После отбоя Митю позвал в каптерку «старик» Шутов. Они сели за стол, и «старик» вытащил из тайничка поллитровку, заткнутую обрывком газеты. Шутова Митя почти не знал, тот никогда не дрался, не выставлялся напоказ, не задирал молодняк. Так, какая-то серенькая личность, без имени и даже с серым, землистым лицом. Теперь Шутов держался на удивление солидно, он обстоятельно протер стаканы, достал из сумки сало и хлеб, порезал на газету, разлил самогонку.

— Пей солдат, атаманом станешь.

Митя выплеснул горячую жидкость резко в рот и, не закусывая, спросил:

— Что надо?

— Да погоди ты. Я же вижу, тебе тяжело, мучаешься.

— А ты мне прямо с ходу и поможешь, да?

— У тебя нос в пуху. А я домой хочу, может быть, мы друг другу и поможем. В конце концов, люди должны друг другу помогать. А? — Шутов смачно жевал сало после выпитого полустакана. — Я время тянуть не буду. Ты малый сообразительный, ты мне даже нравишься. Записочку Сидоренко тебе послал, не кому-нибудь, а тебе. Теперь кое-кому нужно и письмецо, которое он из дому на днях получил, а письмеца-то и нету. Сам генерал Папахин этим делом занимается, так что имей в виду: пан или пропал. Мне дембель, тебе — увольнительная, а может, и наоборот, далеко-далеко от дома ушлют. Ну? Как думаешь?

— Напрасно стараешься. Про письмо ничего не знаю. — Митя сам налил еще стакан и также резко выпил. Стало уже почти хорошо. — А если б знал, все равно ты бы ничего не получил. На Школьника работаешь?
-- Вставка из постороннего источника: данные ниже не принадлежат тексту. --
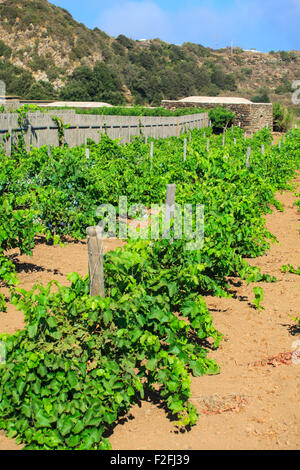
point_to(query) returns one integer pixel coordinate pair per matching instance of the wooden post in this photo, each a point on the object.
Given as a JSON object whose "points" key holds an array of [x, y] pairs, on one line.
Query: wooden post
{"points": [[184, 150], [170, 203], [151, 154], [95, 252], [248, 157]]}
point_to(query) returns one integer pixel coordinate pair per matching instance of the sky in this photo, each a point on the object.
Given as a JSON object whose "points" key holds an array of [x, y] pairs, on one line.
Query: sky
{"points": [[261, 24]]}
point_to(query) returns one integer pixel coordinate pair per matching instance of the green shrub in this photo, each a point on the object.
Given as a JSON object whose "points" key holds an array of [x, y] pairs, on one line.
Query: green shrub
{"points": [[221, 118], [283, 117]]}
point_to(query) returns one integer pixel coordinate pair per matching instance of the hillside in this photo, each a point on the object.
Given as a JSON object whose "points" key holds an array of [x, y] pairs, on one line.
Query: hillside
{"points": [[45, 53]]}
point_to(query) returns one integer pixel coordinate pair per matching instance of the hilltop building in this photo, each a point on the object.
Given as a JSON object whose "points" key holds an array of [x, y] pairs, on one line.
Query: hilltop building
{"points": [[250, 116]]}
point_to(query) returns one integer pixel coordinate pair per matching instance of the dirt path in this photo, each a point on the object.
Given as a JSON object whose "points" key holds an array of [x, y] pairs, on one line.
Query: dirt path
{"points": [[253, 403]]}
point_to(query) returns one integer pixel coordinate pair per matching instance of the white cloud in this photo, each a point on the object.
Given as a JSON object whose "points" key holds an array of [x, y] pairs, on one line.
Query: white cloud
{"points": [[249, 23], [135, 19]]}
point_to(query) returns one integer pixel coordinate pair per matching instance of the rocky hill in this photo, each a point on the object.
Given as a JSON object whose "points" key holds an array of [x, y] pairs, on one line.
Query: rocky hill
{"points": [[45, 53]]}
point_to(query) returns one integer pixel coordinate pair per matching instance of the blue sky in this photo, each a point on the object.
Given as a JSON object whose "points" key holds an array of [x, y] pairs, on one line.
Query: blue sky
{"points": [[262, 24]]}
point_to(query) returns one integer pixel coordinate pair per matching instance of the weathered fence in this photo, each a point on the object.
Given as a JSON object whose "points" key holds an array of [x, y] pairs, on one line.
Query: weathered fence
{"points": [[40, 129]]}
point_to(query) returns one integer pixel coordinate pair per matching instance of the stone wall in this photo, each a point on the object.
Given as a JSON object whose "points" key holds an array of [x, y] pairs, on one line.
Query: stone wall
{"points": [[251, 117]]}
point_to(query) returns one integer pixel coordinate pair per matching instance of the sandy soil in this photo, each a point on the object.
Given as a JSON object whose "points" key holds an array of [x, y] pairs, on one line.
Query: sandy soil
{"points": [[254, 402]]}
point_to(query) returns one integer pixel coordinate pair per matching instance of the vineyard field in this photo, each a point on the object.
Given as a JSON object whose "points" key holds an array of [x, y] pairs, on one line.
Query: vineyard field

— Почему на Школьника? На себя. И тебе советую. Ты сам не знаешь, чем тебе эта история выйдет. Ты ведь знал о побеге, а не предупредил. А если и не знал, кто тебе поверит? — Шутов вдруг обнял Митю и забубнил жарко, с пьяным подъемом: — Ты молодой, ты ничего не понимаешь. Впереди у нас жизнь, чего ее портить ради какого-то Сидоренко? Ему уже не поможешь, он сам на себе крест поставил. А мы? Чего нам себя губить? Если бы действительно мы могли его спасти, а не сделали этого, тогда это подло, это трусость. А теперь… Отдай письмо!

Шутов проникновенно заглянул в глаза новобранцу.

Митя засмеялся.

— Здорово. Сейчас дело сошьем: Сидоренко — срок, Школьнику — повышение, ты — домой… А нет письма! Нету его, хоть режь.

Митя пьянел все больше: расползалось лицо Шутова, шумело в ушах, и перед глазами влажно заблестели манящие Оленькины губы.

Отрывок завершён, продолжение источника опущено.